Laut der Richtlinie müssen Firmen mit 100 oder mehr Beschäftigten regelmäßig Gehaltsberichte vorlegen. Selbst kleinere Betriebe, wie etwa eine Bäckerei mit acht Mitarbeitenden, müssten bei Lohnvergleichen Zusatzleistungen wie Firmenfahrräder, Reisekostenzuschüsse oder Boni berücksichtigen. Diese Anforderung hat heftige Kritik hervorgerufen – manche sprechen gar von einer „Bürokratie-Flutwelle“.
Deutschland setzt bereits Gesetze zur Entgeltgleichheit um, wodurch Teile der Richtlinie überflüssig erscheinen. Kritiker bemängeln, dass die neuen Regeln keinen echten Mehrwert bieten, sondern lediglich den Verwaltungsaufwand erhöhen. Besonders kleine und mittlere Unternehmen stünden vor zusätzlichen Herausforderungen, etwa durch die Bearbeitung individueller Anfragen zu Gehaltsdaten.
Gegner der Richtlinie bezeichnen sie als „Musterbeispiel für europäische Überregulierung“. Sie argumentieren, dass solche Vorschriften Wachstum und Innovation hemmen und damit das wirtschaftliche Potenzial des Kontinents bremsen.

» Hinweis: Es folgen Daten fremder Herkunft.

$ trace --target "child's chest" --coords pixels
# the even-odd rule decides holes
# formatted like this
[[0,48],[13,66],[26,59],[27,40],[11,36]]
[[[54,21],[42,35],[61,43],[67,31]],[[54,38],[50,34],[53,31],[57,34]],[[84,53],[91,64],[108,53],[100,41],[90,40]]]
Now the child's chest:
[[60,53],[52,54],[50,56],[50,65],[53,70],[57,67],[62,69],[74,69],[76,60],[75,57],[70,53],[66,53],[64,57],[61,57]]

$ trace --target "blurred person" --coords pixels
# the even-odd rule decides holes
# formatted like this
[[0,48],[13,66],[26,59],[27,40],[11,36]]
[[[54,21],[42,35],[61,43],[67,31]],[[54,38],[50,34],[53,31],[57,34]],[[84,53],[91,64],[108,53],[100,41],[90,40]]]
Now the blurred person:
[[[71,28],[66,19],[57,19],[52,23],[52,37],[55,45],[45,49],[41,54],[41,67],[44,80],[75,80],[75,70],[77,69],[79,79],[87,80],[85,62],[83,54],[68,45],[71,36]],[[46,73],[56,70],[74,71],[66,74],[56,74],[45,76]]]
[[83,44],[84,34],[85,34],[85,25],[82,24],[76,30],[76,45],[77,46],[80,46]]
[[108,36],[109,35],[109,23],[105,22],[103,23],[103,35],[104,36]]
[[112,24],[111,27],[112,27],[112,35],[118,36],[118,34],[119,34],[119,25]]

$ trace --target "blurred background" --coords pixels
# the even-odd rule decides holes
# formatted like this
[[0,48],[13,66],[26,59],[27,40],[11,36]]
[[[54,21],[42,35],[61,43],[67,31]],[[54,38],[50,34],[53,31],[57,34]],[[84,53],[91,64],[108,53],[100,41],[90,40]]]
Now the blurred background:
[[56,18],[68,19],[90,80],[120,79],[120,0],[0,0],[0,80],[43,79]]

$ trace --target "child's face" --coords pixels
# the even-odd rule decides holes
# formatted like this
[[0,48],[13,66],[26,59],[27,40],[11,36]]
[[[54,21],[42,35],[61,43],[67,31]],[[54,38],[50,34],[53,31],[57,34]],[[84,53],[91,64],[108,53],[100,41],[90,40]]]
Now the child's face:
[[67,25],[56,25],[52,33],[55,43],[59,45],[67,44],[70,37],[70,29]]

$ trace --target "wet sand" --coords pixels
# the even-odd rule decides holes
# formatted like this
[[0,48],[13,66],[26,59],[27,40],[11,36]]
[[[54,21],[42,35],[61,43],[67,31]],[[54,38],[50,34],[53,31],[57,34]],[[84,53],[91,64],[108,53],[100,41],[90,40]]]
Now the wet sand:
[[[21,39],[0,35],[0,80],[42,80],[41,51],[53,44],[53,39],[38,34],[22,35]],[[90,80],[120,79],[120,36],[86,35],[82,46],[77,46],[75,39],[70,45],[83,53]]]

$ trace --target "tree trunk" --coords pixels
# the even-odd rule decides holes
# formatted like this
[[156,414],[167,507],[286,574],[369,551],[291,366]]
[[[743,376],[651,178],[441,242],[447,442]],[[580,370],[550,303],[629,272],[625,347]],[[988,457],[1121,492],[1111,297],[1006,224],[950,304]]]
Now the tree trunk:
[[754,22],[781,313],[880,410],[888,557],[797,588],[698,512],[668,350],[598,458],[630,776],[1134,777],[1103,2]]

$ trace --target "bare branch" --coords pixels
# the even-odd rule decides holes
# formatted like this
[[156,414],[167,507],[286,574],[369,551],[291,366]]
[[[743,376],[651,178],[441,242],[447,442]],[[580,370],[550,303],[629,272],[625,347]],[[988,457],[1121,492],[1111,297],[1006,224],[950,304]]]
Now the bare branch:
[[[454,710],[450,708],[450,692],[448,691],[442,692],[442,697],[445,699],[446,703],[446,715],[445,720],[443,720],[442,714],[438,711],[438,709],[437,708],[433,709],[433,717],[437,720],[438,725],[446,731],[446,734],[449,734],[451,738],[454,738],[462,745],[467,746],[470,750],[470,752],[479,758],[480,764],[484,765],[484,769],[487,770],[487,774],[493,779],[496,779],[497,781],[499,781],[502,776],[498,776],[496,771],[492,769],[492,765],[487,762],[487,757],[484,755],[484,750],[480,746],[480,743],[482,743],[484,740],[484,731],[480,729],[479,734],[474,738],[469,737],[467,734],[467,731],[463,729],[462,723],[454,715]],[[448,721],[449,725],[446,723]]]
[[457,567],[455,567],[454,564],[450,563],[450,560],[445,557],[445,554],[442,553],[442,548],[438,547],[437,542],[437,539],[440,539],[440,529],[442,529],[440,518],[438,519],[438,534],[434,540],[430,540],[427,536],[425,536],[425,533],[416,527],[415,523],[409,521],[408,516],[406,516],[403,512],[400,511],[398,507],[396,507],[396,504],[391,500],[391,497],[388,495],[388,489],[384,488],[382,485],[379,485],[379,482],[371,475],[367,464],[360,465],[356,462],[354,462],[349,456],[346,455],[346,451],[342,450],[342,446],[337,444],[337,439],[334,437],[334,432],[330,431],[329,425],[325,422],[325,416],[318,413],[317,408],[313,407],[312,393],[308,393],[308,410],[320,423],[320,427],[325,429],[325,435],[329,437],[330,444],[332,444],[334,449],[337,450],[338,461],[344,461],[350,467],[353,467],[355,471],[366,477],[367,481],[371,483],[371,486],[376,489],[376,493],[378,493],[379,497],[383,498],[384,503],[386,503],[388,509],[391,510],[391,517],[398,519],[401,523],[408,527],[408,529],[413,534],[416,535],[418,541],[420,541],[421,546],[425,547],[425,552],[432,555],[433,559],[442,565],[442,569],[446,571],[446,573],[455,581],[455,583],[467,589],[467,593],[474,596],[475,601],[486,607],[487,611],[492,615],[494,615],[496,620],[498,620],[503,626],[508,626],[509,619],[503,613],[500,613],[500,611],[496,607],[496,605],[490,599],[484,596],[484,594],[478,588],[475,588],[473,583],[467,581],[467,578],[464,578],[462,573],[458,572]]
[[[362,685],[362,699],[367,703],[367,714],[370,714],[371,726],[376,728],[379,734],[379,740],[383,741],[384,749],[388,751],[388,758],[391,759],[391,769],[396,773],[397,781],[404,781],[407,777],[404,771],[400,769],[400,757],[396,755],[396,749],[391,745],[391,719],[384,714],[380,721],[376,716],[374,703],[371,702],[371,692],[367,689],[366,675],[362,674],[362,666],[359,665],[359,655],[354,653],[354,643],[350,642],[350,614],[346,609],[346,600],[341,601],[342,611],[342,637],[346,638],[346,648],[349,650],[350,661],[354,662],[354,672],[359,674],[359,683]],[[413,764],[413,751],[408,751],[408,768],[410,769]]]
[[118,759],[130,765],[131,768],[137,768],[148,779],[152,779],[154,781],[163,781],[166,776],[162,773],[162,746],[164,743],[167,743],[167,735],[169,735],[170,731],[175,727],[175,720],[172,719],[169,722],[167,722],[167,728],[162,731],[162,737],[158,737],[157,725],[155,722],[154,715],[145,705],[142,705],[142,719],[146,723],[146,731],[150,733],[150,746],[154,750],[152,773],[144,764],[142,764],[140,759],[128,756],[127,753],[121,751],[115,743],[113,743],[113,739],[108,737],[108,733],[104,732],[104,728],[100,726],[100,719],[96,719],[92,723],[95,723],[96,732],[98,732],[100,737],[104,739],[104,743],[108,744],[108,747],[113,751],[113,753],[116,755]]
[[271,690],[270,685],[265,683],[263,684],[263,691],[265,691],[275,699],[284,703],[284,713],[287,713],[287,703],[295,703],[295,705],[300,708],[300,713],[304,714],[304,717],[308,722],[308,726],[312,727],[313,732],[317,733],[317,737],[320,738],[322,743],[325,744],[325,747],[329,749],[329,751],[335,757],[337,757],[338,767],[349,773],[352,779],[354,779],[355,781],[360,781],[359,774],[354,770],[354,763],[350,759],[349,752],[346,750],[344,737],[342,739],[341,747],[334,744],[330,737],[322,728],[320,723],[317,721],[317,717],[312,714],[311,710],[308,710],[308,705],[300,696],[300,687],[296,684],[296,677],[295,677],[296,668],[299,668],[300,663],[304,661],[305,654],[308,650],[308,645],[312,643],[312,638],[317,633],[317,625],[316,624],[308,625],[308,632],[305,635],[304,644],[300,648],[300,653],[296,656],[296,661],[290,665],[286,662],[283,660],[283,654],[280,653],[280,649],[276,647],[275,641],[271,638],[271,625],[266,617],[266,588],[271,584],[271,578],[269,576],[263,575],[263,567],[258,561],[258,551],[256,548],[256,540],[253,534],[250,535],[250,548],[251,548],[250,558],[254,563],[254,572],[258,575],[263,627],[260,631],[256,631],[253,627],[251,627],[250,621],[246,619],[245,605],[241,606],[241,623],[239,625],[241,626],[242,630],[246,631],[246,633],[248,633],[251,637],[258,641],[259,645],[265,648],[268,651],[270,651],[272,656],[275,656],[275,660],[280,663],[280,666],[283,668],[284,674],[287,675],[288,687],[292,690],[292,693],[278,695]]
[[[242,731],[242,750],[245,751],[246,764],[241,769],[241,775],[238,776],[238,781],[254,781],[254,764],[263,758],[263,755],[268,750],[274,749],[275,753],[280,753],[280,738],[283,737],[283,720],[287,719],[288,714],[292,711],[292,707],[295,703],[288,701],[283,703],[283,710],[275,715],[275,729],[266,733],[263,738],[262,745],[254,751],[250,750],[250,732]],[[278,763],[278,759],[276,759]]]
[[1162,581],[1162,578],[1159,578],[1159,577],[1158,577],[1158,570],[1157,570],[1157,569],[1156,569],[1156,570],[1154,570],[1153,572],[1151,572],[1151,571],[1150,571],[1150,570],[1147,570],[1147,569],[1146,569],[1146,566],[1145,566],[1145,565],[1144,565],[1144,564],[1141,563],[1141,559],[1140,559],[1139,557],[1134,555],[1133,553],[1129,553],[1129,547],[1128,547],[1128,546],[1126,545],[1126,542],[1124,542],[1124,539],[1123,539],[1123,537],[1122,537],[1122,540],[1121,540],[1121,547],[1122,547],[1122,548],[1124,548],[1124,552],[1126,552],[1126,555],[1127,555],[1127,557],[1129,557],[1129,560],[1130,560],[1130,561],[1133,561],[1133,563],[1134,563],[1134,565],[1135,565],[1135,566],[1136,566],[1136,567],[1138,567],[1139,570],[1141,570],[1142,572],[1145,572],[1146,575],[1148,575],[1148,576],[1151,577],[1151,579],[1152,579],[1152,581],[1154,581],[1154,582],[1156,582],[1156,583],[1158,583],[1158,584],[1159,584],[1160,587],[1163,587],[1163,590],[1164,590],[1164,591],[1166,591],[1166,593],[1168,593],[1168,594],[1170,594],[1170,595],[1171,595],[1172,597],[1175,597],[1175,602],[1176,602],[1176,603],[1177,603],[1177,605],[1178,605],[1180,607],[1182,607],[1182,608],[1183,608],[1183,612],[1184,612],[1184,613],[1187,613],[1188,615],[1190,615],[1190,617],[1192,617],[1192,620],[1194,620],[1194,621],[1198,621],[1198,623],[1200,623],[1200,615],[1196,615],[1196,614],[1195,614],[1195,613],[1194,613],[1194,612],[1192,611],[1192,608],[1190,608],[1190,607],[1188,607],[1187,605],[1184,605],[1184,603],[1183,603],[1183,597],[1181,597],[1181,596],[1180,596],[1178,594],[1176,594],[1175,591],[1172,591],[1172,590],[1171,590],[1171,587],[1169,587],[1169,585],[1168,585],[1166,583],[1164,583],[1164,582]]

Die Gehaltstransparenz-Regeln der EU stehen nun auf dem Prüfstand, was ihre praktischen Auswirkungen betrifft. Unternehmen aller Größen müssten sich an die neuen Meldepflichten anpassen. Befürworter der Richtlinie sehen sich nun mit der Aufgabe konfrontiert, Bedenken hinsichtlich Effizienz und Notwendigkeit auszuräumen.